Posted : 18th July 2019 7:37 pm
(@denise)
Posts: 14
Topic starter
 

Hi,

i am things worked out so positive and well for you. I have so many scenarios that I could talk forever. If he knew I was talking about our situation he would go mad. Our relationship started out with him being violent towards me. I managed to stop that by saying I would leave if it continued. It stopped. I stayed. I would say I have been through so much abused as a child I really wanted something to work out well. I said I would not give up on him, but I cannot keep condoning the gambling.

i sit thinking about how I once gave him money for my rent and he gambled it. I only found out when I got a letter from the council saying they were applying to the courts to evict me from my home. I had to call my dad abroad for help. When I went to court my partner did not accompany me.

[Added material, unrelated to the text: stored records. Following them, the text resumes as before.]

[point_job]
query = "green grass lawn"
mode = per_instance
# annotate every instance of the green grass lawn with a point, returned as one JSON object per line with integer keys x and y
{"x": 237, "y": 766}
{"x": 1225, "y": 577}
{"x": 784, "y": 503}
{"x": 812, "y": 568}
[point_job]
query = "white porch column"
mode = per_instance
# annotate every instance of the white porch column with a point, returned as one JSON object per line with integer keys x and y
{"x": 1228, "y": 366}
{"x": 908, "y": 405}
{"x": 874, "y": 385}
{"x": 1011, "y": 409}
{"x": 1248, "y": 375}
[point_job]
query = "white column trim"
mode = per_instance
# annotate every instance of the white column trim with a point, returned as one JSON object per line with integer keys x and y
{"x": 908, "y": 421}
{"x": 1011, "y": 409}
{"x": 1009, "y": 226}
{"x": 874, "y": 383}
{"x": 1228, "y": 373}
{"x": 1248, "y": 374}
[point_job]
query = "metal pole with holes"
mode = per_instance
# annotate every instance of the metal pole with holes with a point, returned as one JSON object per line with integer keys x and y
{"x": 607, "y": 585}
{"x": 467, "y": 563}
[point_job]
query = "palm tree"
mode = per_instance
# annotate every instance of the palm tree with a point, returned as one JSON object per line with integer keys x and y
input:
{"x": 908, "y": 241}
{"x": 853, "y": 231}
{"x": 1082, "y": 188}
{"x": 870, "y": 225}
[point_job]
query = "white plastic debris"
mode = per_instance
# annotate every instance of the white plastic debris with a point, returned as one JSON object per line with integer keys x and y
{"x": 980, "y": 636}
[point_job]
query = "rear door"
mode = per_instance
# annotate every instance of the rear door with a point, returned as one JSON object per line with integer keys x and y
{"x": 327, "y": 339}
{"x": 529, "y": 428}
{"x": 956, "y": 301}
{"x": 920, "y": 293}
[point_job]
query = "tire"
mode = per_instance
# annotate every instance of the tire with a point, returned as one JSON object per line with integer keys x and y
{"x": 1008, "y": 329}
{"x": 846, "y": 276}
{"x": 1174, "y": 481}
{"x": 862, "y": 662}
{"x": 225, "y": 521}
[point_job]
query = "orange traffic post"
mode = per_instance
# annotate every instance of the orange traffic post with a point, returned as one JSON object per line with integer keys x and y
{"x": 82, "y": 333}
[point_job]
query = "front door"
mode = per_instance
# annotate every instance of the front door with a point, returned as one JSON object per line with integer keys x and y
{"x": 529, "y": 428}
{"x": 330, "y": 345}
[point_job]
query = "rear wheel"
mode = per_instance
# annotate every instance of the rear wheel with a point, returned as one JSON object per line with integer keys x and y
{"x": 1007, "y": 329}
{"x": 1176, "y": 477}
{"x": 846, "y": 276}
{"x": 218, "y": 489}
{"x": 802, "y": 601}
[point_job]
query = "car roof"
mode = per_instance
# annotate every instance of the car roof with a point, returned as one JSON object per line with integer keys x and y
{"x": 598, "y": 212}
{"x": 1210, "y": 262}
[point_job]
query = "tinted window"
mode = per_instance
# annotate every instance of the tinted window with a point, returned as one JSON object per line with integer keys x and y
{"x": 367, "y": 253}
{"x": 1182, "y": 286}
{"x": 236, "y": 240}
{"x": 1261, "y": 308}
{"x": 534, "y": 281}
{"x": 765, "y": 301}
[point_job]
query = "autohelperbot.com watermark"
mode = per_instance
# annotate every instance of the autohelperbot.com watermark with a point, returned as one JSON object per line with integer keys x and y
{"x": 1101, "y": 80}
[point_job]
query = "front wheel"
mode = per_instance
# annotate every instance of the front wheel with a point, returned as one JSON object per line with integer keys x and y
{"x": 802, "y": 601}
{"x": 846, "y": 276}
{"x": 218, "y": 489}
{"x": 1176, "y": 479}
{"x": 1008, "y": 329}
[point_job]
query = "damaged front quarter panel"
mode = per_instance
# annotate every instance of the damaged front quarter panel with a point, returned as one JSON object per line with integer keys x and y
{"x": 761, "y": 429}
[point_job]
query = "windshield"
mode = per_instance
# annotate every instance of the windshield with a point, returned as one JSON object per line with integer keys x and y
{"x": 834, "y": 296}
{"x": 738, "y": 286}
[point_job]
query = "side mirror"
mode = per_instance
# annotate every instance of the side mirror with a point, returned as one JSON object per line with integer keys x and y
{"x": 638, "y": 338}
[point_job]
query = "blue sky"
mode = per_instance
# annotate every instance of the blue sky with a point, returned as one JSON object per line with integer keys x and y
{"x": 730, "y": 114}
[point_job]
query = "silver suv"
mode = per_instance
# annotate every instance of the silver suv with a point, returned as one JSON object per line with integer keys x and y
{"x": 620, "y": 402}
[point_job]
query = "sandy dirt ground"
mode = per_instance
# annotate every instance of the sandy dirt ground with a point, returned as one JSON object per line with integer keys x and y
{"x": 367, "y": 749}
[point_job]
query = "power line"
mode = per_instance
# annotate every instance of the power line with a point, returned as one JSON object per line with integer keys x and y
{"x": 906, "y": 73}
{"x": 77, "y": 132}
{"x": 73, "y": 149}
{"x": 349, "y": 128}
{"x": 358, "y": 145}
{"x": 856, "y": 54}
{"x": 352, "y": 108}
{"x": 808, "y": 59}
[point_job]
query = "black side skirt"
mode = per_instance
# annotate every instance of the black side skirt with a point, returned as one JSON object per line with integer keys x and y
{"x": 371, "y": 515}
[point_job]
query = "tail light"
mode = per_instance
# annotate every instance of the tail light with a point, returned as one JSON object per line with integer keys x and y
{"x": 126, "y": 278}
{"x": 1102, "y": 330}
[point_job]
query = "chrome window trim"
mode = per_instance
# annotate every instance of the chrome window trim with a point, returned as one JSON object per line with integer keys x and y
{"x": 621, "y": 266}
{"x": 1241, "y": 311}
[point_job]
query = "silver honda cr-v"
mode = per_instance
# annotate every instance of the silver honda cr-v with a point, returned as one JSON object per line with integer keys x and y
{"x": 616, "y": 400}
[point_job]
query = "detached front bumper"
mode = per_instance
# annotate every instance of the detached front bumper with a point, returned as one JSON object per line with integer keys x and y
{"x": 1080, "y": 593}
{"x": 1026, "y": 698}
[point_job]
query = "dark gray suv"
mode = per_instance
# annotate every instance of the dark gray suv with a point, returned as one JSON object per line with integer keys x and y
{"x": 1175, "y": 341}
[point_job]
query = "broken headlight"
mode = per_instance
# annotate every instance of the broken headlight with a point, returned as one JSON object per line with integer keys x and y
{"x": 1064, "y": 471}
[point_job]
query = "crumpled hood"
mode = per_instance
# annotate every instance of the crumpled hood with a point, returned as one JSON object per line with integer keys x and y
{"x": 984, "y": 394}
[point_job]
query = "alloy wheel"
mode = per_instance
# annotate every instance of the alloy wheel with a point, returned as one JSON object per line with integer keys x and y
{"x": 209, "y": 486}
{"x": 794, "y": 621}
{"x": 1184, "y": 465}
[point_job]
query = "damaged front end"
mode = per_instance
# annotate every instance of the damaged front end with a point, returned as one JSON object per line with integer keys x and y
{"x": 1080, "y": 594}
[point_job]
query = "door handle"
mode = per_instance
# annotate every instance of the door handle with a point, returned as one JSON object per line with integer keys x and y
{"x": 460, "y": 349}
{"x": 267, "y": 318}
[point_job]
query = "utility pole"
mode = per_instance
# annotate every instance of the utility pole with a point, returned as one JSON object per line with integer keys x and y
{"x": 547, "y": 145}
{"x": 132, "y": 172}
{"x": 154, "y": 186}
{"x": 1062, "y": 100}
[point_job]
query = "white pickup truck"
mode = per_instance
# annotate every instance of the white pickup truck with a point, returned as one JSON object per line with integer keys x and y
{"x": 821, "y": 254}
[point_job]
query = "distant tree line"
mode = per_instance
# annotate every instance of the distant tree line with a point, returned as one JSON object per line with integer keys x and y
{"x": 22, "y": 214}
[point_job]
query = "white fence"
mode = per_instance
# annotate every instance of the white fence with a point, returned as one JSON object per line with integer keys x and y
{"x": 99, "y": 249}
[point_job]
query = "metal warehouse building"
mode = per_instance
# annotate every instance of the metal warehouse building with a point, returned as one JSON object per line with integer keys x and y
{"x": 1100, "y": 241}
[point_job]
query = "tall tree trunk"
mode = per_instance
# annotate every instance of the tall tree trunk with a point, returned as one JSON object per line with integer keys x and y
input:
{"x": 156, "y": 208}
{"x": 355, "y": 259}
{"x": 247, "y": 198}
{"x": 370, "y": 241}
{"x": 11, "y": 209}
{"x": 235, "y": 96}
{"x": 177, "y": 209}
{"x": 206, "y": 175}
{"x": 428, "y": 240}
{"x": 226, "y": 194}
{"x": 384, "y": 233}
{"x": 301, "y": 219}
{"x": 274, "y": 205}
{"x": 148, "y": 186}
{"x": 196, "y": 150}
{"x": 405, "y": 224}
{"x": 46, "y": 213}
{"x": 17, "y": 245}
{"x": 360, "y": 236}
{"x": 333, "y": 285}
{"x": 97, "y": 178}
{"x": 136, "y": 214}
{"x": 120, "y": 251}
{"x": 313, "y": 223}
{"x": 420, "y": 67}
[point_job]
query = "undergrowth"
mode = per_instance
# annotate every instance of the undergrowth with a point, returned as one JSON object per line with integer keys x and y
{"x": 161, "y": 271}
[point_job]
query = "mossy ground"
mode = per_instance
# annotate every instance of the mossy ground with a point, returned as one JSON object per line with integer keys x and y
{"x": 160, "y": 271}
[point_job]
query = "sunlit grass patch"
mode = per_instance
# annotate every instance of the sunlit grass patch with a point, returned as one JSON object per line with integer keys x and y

so many things. I hope it ends okay because I don’t know anymore.

 
Posted : 18th July 2019 8:14 pm
Walliss77
(@walliss77)
Posts: 180
 

Hi

It's very easy for me to say what I would do from an unemotional outsider but I understand it's way more complex than that. I really have concerns about where your situation will end up by you continuing this traumatic situation. You mentioned that therapy worked for a while, why do you think it stopped being helpful to you? It's so detrimental to you being used and not being valued in your relationship and is going against everything you need with what you've already been through during your life. If you're able to engage in therapy I believe you have a much brighter future but i suspect change is only possible with you and not relying on your partner changing. 

 
Posted : 18th July 2019 8:35 pm
(@denise)
Posts: 14
Topic starter
 

I am getting really emotional. I really don’t want to continue going down the same road as we are heading now. I know I have to change. I need to put my foot down. His such a manipulative person. Counselling made me feel more positive but he says it made me worse. I always attended all my appointments but never once spoke about my relationship with him. This is something I need to do. He would always get upset and say I was discussing him, or want to attend appointments with me, but I thought they were my sessions a place for me to speak and vent my feelings....sometimes it feels as if he wants to control me and when he cannot get his way he gets really upset and starts shouting at me. I can’t deal with the shouting.